In the theater season interrupted by COVID, Shariffa directed Mies Julie at Classic Stage Company in NYC and School Girls; Or, The African Mean Girls Play at the Pittsburgh Public Theatre, and was in the previews for Copper Children when the show had to be postponed, and then cancelled. Shariffa’s debut virtual reality short ATOMU is part of the official selection at the Sundance Festival 2020, for which she received a POV/PBS Spark Grant. Shariffa is also a New Frontier Fellow at the Sundance Institute Lab and the Royal National Theater (UK); she received her degree from the University of Cape Town, South Africa.

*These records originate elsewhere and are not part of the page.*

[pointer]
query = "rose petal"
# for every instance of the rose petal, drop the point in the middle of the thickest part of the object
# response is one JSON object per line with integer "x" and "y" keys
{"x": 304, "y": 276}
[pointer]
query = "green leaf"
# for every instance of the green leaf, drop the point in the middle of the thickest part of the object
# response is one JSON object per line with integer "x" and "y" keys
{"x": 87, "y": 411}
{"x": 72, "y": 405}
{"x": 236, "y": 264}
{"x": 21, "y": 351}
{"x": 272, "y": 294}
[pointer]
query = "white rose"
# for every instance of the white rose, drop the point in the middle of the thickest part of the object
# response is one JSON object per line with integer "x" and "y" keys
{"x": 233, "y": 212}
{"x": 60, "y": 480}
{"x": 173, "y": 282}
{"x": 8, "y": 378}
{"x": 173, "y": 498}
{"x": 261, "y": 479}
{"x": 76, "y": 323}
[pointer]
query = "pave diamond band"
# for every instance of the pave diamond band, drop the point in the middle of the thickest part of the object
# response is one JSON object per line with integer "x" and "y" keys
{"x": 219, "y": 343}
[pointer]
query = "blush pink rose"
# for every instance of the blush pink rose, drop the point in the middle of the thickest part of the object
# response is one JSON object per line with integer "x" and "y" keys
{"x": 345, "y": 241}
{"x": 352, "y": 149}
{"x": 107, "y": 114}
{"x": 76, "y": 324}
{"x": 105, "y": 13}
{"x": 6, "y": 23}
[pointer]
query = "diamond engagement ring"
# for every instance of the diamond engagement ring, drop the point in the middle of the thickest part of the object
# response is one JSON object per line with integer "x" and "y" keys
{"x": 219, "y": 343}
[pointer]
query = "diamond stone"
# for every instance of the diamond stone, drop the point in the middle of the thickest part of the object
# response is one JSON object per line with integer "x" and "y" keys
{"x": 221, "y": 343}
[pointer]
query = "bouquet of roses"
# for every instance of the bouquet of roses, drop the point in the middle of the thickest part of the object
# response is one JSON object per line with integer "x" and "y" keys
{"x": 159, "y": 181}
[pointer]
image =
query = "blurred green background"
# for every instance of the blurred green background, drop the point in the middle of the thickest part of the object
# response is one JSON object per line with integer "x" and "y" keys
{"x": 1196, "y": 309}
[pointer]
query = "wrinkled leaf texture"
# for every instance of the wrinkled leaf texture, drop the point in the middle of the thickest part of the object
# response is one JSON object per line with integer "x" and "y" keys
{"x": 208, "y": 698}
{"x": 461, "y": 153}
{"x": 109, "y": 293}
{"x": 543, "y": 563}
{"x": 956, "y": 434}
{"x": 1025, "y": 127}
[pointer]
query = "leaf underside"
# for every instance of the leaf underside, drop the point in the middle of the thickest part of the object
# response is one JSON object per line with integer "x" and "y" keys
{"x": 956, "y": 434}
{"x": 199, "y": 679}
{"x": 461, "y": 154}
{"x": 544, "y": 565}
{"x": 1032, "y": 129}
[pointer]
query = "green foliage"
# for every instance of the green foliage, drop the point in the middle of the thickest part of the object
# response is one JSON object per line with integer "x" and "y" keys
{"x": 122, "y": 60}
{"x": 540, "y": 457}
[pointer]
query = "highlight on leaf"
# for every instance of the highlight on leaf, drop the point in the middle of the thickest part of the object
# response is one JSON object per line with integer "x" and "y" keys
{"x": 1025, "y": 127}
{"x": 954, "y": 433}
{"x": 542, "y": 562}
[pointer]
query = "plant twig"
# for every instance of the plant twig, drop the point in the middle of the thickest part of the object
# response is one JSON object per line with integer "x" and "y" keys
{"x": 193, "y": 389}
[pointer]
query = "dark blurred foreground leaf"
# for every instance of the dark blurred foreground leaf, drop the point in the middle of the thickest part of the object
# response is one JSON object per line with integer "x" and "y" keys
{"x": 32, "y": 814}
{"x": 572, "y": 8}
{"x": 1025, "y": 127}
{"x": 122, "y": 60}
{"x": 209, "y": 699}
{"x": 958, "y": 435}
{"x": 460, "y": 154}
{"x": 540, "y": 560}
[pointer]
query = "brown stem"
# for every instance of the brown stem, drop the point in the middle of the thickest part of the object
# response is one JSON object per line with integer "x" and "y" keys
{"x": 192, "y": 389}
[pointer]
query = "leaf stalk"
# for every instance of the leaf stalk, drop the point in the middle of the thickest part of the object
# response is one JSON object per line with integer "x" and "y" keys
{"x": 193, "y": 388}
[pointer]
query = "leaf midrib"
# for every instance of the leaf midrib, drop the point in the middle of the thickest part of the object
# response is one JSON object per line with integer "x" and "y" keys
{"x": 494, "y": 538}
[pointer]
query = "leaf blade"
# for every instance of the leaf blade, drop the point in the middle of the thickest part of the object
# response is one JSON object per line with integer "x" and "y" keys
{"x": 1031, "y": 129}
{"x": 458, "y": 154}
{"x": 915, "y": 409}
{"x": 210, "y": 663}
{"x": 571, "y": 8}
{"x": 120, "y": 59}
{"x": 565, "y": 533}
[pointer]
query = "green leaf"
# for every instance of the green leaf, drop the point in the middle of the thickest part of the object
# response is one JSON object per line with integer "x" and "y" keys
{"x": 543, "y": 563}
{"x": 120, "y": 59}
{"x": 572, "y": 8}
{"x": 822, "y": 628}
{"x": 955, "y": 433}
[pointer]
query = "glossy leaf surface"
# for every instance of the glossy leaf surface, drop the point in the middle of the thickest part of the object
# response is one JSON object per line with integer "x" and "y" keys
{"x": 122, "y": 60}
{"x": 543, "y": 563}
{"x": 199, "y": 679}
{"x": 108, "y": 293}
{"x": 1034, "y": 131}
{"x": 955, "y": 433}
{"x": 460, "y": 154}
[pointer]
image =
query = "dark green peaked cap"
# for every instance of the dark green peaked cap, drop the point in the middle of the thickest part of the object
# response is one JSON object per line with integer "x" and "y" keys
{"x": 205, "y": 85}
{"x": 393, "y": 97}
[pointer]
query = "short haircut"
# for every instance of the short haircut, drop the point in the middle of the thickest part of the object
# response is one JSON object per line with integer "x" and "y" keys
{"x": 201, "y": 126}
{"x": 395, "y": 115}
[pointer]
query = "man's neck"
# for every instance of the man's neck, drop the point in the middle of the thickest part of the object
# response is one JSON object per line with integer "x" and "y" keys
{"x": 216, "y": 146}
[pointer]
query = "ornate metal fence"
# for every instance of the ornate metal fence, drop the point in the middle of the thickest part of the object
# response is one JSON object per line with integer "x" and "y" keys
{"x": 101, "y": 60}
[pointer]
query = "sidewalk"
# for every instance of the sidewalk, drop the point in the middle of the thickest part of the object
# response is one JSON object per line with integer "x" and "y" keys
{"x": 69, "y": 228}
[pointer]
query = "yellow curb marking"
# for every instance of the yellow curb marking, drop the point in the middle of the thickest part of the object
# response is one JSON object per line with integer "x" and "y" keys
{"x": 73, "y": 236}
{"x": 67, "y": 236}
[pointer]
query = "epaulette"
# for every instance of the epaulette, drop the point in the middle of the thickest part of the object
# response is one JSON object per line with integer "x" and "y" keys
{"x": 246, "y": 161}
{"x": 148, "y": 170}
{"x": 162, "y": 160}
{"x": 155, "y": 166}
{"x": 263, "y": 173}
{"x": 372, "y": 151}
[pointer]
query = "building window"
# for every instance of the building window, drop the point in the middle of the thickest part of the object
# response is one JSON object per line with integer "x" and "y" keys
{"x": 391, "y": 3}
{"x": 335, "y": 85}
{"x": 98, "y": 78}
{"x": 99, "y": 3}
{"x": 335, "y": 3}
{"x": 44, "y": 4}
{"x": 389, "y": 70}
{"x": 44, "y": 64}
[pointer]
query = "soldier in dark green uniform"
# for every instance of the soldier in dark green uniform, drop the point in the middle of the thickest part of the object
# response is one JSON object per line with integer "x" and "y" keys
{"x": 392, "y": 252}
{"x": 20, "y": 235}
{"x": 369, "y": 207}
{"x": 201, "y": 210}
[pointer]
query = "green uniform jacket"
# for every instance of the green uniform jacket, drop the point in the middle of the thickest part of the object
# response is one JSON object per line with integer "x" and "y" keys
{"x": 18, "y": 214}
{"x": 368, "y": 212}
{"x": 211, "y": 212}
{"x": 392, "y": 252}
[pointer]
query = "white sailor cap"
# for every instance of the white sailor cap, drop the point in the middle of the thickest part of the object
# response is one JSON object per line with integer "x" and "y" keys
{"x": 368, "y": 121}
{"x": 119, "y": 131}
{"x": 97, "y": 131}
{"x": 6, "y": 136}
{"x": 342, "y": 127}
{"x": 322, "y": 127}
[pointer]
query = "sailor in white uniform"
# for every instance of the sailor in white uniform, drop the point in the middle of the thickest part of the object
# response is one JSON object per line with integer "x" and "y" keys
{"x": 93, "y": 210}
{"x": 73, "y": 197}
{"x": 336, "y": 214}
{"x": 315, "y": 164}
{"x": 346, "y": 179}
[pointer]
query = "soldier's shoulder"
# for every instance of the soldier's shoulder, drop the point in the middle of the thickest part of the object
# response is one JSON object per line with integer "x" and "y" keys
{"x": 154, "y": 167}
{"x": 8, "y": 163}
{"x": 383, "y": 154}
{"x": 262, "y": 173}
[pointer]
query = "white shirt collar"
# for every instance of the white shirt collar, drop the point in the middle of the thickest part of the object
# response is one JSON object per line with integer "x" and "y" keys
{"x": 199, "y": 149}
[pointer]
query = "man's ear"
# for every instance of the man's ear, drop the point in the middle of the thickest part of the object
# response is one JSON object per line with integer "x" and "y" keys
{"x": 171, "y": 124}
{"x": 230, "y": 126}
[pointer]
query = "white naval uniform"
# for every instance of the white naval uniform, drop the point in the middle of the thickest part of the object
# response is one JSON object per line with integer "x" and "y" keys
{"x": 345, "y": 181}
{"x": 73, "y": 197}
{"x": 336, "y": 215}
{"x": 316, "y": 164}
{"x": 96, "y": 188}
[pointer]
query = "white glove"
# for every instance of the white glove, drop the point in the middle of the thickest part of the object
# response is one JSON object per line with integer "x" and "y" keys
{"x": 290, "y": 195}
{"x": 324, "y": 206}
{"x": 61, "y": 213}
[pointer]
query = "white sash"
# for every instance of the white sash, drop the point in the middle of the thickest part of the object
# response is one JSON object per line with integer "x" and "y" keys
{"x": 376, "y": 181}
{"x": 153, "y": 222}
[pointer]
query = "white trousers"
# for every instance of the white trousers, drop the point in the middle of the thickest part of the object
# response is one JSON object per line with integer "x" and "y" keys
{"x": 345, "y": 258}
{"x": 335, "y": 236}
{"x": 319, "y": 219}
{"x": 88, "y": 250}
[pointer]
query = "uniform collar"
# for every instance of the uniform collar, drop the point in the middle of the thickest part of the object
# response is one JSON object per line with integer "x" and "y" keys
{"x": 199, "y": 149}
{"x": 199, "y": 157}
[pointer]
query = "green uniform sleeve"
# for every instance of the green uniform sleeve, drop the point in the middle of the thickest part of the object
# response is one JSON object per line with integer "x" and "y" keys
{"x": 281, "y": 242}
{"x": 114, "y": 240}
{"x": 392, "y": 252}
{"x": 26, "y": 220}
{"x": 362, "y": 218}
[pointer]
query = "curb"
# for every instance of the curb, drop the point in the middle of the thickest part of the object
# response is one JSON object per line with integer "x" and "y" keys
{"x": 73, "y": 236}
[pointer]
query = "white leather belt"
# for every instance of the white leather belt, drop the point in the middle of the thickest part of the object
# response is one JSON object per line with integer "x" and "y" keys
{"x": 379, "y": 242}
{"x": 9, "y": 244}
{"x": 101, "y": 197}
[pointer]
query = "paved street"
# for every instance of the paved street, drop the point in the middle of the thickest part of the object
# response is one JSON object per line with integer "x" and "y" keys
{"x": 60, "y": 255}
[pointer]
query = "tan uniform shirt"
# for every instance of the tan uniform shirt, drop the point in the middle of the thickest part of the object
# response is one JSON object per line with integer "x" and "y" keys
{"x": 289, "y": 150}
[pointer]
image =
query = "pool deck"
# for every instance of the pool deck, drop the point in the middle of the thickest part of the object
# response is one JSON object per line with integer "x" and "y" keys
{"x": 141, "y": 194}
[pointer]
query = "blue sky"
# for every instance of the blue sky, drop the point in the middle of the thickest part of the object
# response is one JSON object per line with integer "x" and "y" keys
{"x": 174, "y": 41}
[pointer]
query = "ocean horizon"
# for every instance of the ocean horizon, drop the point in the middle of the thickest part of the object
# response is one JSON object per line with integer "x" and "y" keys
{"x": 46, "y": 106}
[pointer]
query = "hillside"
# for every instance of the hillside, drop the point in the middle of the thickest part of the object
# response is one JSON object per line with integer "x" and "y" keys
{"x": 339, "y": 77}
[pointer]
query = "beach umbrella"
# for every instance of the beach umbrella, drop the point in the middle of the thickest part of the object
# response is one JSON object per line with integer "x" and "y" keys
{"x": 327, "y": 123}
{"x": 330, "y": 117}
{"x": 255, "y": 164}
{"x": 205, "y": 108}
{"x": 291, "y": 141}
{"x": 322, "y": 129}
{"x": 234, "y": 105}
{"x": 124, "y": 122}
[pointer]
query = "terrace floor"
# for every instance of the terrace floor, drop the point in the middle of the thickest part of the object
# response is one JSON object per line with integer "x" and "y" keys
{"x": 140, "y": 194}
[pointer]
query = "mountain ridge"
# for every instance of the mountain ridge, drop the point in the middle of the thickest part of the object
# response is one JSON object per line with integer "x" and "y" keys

Those in the Princeton area may recognize Shariffa’s work from her direction of Intimate Apparel at the Lewis Center in October 2019, and Eclipsed in the season prior to that. From 2018-19, Shariffa was a Berlind Playwright-in-Residence, developing her new musical We Were Everywhere with artists Avi Amon and Joanna Evans and a group of Princeton students through the Program in Theater. Shariffa also teaches the course “Intro to Art Making” at Princeton University and a regular first-year seminar on Afrofuturism.

 


jane cox

Photo by Evan Alexander

JANE COX is a lighting designer for theater, opera, dance and music based in Princeton, New Jersey. Designs in 2019 included The Marriage of Figaro at San Francisco Opera; Fefu and her Friends at Theater for a New Audience in NYC, directed by Princeton alumna Lileana Blain-Cruz; King Lear with Glenda Jackson on Broadway, directed by Sam Gold; a new musical adaptation of Secret Life of Bees (the design was nominated for a Drama Desk Award 2020); The Resistable Rise of Arturo Ui, directed by fellow faculty member John Doyle; a theatrical adaptation of Ta-Nehisi Coates book Between The World and Me, directed by Kamilah Forbes and a revival of True West on Broadway, directed by British director James McDonald.

Projects postponed due to COVID included Assassins at Classic Stage Company in NYC; Three Sisters starring Greta Gerwig and Oscar Isaacs, at NYTW; and As You Like It for Shakespeare in the Park NYC, directed by Laurie Woolery.

Other exciting designs include Othello for the Public Theater’s Shakespeare in the Park and Jitney on Broadway, both directed by Ruben Santiago-Hudson; All the Way and Roe directed by Bill Rauch; Annie Baker’s The Flick, directed by Sam Gold; a new musical of Amelie, directed by Pam MacKinnon; Color Purple directed by John Doyle; and Hamlet directed by Lyndsey Turner (with Benedict Cumberbatch).

Jane has been nominated for two Tony awards, for her work on Jitney (2017) and on Machinal(2014). Jane has also been nominated for four Drama Desk awards and three Lortel awards, and in 2013, was awarded the Henry Hewes Design Award for her work on The Flick. In 2016, Jane was awarded the Ruth Morley Design Award by the League of Professional Theater Women, and a British What’s Onstage award for her work on Hamlet.

Jane has been a company member of the Monica Bill Barnes Dance Company for twenty years. Highlights of work with the company include Three Acts, Two Dancers, One Radio Host with Ira Glass; a museum workout at the Metropolitan Museum of Art, partly developed at the Princeton Art Museum, with illustrator Maira Kalman; and Happy Hour, a piece involving karaoke, cocktails and suits. Jane has long-standing collaborations with directors John Doyle, Sam Gold and Bill Rauch, among others. Jane has taught at NYU (Tisch School of the Arts) where she also got her MFA in theater design, at Vassar (drama department) and Sarah Lawrence (dance department) and has been teaching about light and theater design at Princeton University since 2007. Jane became Director of the Program in Theater in 2016.